# Hey Wolfie!



## egregg57 (Feb 13, 2006)

What's that smell!? You smell that?!


----------



## wolfwood (Sep 19, 2005)

Something cooking in southern New Hampshire?


----------



## egregg57 (Feb 13, 2006)

I think so!


----------



## wolfwood (Sep 19, 2005)

Really?

Should we call the local authorities?


----------



## PDX_Doug (Nov 16, 2004)

sniff... sniff... sniff...










Wag!


----------



## 2011 keystone outback boy (Feb 19, 2011)

almost looks like my sweet snoopy's nose!!!


----------



## 2011 keystone outback boy (Feb 19, 2011)

here is my sweet snoopy


----------



## Doxie-Doglover-Too (Jan 25, 2007)

I smell it! and it smells goooood!


----------



## WACOUGAR (Dec 20, 2006)

Mmmmmm........


----------



## swanny (Oct 31, 2007)

something funny is going on in NH?


----------



## wolfwood (Sep 19, 2005)

swanny said:


> something funny is going on in NH?


With Eric involved? Count on it!!!


----------



## egregg57 (Feb 13, 2006)

Hey! That smell is even stronger!

And it's sweet! And it's a big smell, ya know?!

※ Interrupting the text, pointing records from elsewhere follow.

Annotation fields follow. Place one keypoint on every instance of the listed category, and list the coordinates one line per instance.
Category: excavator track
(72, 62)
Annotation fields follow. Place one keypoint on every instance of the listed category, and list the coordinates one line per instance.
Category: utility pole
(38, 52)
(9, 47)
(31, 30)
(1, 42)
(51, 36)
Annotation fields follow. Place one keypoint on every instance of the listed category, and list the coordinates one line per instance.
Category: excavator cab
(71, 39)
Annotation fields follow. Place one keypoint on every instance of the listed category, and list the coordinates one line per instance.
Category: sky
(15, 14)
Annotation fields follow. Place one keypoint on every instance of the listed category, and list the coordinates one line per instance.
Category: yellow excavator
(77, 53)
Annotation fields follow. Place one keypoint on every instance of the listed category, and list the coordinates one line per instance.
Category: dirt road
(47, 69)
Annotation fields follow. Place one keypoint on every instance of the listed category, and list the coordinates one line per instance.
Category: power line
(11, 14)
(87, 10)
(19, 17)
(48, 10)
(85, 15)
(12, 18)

I just found out that the good Karma thing works!

Did you get some of that good Karma over there Wolfie?

ME


----------



## Doxie-Doglover-Too (Jan 25, 2007)

Sniff, sniff, sniff......I think I like that smell! (sure beats the smell of the pulp mill in Lewiston, Idaho where I was all weekend!)


----------



## wolfwood (Sep 19, 2005)

We did. Finally!! I figured you were pretty much hogging it all .... but, then .... YOU were the one that made the request so I guess that's only fair.

But .... YES!! The good karma that reached us DID do it's thing. Maybe even faster than that which you used. Thanks for sharing, Outbacker Man!!


----------



## Nathan (Jan 2, 2007)

I really need some details here. I sent that good Karma out there and haven't heard the result!!!

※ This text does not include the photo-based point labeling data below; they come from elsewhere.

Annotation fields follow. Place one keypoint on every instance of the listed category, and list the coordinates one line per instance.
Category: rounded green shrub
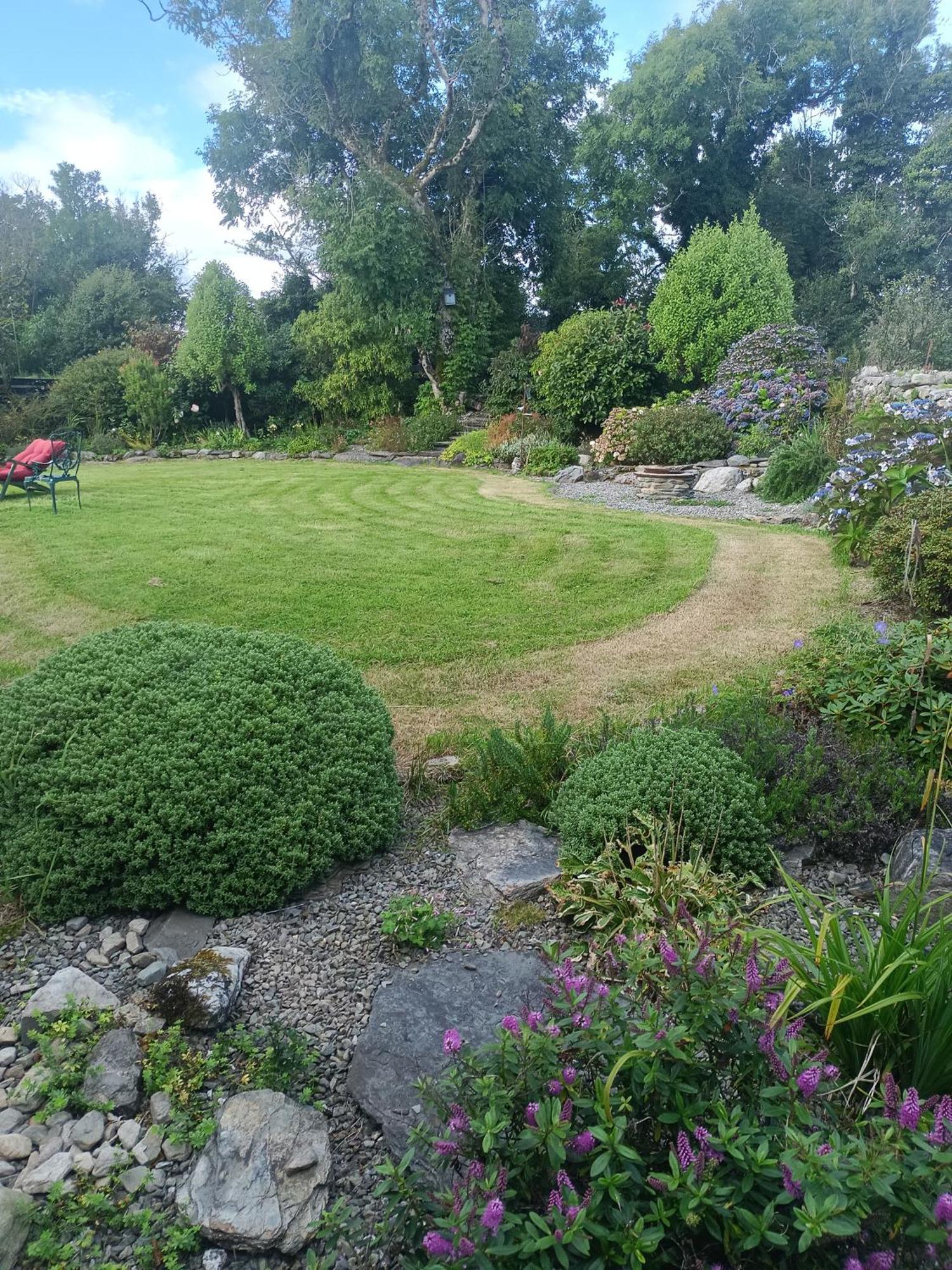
(912, 553)
(668, 774)
(681, 432)
(593, 363)
(173, 764)
(723, 285)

I do assume that there will be pictures accompanying the new signature line, when it arrives......


----------



## wolfwood (Sep 19, 2005)

huh?


----------



## egregg57 (Feb 13, 2006)

wolfwood said:


> We did. Finally!! I figured you were pretty much hogging it all .... but, then .... YOU were the one that made the request so I guess that's only fair.
> 
> But .... YES!! The good karma that reached us DID do it's thing. Maybe even faster than that which you used. Thanks for sharing, Outbacker Man!!


 You know me! I am all about sharing! !


----------



## egregg57 (Feb 13, 2006)

Nathan said:


> I really need some details here. I sent that good Karma out there and haven't heard the result!!!
> 
> I do assume that there will be pictures accompanying the new signature line, when it arrives......

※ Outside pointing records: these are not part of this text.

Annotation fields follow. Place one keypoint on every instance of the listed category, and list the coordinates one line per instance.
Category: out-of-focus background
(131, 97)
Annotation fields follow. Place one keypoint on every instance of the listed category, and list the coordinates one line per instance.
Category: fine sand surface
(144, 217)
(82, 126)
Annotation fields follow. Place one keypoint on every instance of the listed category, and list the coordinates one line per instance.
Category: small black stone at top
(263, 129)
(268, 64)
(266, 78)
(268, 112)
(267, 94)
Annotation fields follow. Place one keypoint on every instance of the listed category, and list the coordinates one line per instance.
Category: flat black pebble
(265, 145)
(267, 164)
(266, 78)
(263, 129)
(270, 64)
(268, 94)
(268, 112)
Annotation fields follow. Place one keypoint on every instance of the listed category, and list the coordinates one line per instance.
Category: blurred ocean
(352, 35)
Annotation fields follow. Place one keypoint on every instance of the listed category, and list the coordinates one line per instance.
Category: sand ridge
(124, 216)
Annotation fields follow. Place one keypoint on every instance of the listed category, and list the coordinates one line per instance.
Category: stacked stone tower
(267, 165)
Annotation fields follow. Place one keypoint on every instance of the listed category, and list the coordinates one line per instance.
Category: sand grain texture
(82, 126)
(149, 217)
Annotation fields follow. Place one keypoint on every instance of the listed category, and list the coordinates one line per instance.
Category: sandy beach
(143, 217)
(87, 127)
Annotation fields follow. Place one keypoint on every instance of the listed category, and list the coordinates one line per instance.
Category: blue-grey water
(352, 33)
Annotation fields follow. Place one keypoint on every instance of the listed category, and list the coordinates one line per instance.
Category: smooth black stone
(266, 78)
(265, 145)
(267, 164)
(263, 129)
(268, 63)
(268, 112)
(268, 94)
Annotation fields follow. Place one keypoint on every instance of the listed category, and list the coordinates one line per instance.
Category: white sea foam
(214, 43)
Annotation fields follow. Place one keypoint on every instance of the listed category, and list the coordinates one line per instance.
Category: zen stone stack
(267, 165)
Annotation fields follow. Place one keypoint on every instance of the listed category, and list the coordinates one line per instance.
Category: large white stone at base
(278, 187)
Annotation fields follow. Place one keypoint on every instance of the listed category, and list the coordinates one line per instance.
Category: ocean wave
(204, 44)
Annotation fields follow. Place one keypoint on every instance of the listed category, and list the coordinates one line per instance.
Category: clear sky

 How presumptuous! Pictures? Signatures? What is he talking about Wolfster! ?


----------



## wolfwood (Sep 19, 2005)

Well - - then - - - maybe *WE* should share with these fine folks.

Whatchathink?


----------



## WACOUGAR (Dec 20, 2006)

wolfwood said:


> Well - - then - - - maybe *WE* should share with these fine folks.
> 
> Whatchathink?


----------



## egregg57 (Feb 13, 2006)

Well they said the world was going to end in 2012.....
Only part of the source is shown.